彩色电视机视频处理电路原理图解视频处理电路，它通过匹配网络输人从显示卡送来的视频信号，经信号放大及对比度掌握、自动亮度限制等处理后，再输人到末级视放。

视放电路的核心是处理集成电路，常用的有LM1203、M51387、CXA1044等。

以下用典型的视频处理电路LM1203的电路结构和工作原理分析，它是特地为彩色显示器设计的宽带预视放芯片，功能方框见图1所示。

图1 视频处理电路功能框图LM1203内部含有R、G、B三通道放大器，每个通道都设有黑电平箱位电路，通过调整外元件，可转变放大器的基准直流电平，用作暗平衡掌握。

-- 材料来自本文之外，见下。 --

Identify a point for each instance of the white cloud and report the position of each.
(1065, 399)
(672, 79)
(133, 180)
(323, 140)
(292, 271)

它犹如步转变RGB三路放大器的基准直流电平，则可实现亮度掌握。

内部还设有对比度掌握电路，用来同步转变三路放大器的增益，达到对比度调整的目的。

图中为一路基色通道的原理框图。

视频信号由AI反相放大并经对比度调整电路后加至A2正相输人端，因此转变电容上的电压，便调整了该通道的暗平流。

视频信号由AI反相放大并经对比度调整电路后加至A2正相输人端，，因此转变电容上的电压，便调整了该通道的暗平流源充电电流的幅值打算，而恒流源是由黑电平箝位比较器A3掌握的，转变A3的反相输’人端、正相输人端，即箱位（－）。

箱位（＋）都可达到转变通道放大器基准直流电平的目的，但A3工作与否是由输入的箝位脉冲打算的，在负极性的箝位脉冲到来时，A3放大电路开启工作。

AZ输出的信号再由TI放大，TI的放大倍数由R1／（R2＋R）打算，在该脚可附接一小电容，为放射极补偿电容，相当于增大了视频信号的高频增益，起到高频补偿的作用。

Ti输出的视频信号由A4放大，经T2射极输出。

其它两路的基色通道的原理相同。

视频通道发生故障常消失屏幕显示一片白或显示器显示的颜色不正常（缺基色）。

对于消失前一种故障现象的可能缘由，一是视频处理电路的集成芯片LM1203N损坏，二是视频放大电路消失故障（电源电压加上或视放管开路）。

对于消失后种故障现象，主要是缺少基色，如缺少某一种颜色，显示的颜色就不正常。